The Defense Ministry said the suicide bomber was on a motorcycle. "He made it through the first checkpoint but was stopped at the second checkpoint and detonated," ministry spokesman Dawlat Waziri said.

The attack occurred on Fourth Street in the Wazir Akbar Khan zone, Kabul police deputy chief Haq Nawaz Haqyar told RFE/RL.

The street is close to several foreign embassies, as well as an office and guesthouse of the Defense Ministry. The site of the explosion is some 500 meters from the U.S. Embassy.

The Taliban and Islamic State militants have stepped up their suicide attacks on Afghan security installations and mosques in recent weeks.

Several attacks occurred in or around Kabul this month, including one on a Shi'ite mosque in the city that killed more than 50 people.

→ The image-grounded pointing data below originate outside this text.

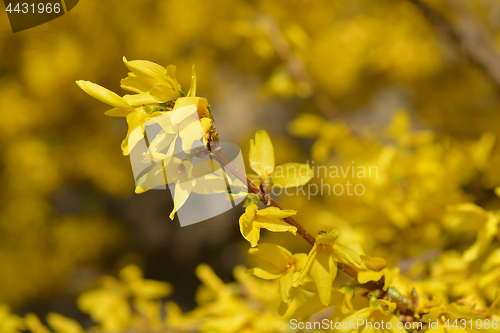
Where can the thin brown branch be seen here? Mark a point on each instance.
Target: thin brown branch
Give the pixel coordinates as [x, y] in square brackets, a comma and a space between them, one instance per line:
[403, 303]
[475, 43]
[296, 68]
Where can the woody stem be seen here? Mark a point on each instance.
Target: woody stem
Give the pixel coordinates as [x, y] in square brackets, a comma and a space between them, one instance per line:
[402, 302]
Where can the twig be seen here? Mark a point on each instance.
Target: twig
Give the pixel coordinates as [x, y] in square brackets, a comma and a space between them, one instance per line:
[405, 305]
[476, 44]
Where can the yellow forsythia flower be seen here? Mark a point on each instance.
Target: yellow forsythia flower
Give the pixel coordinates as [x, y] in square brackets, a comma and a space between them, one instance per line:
[322, 263]
[278, 263]
[270, 218]
[262, 162]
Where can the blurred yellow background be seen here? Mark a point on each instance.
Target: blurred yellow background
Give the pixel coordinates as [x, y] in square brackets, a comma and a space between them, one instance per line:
[68, 211]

A separate attack on an army training facility killed at least 15 soldiers.

In a statement on October 31, Amnesty International’s Afghanistan Researcher Horia Mosadiq said that the victims of "this horrific wave of violence" must get justice.

"Those responsible for these crimes must be prosecuted and punished in fair trials to end the culture of impunity for such atrocities," Mosadiq said.

He added that the Afghan authorities have "a responsibility to do whatever they can to protect civilians from attacks," and called on European states to stop forcibly returning Afghans to the country.

"The unrelenting violence in Afghanistan … shows that the country is not safe," Mosadiq said.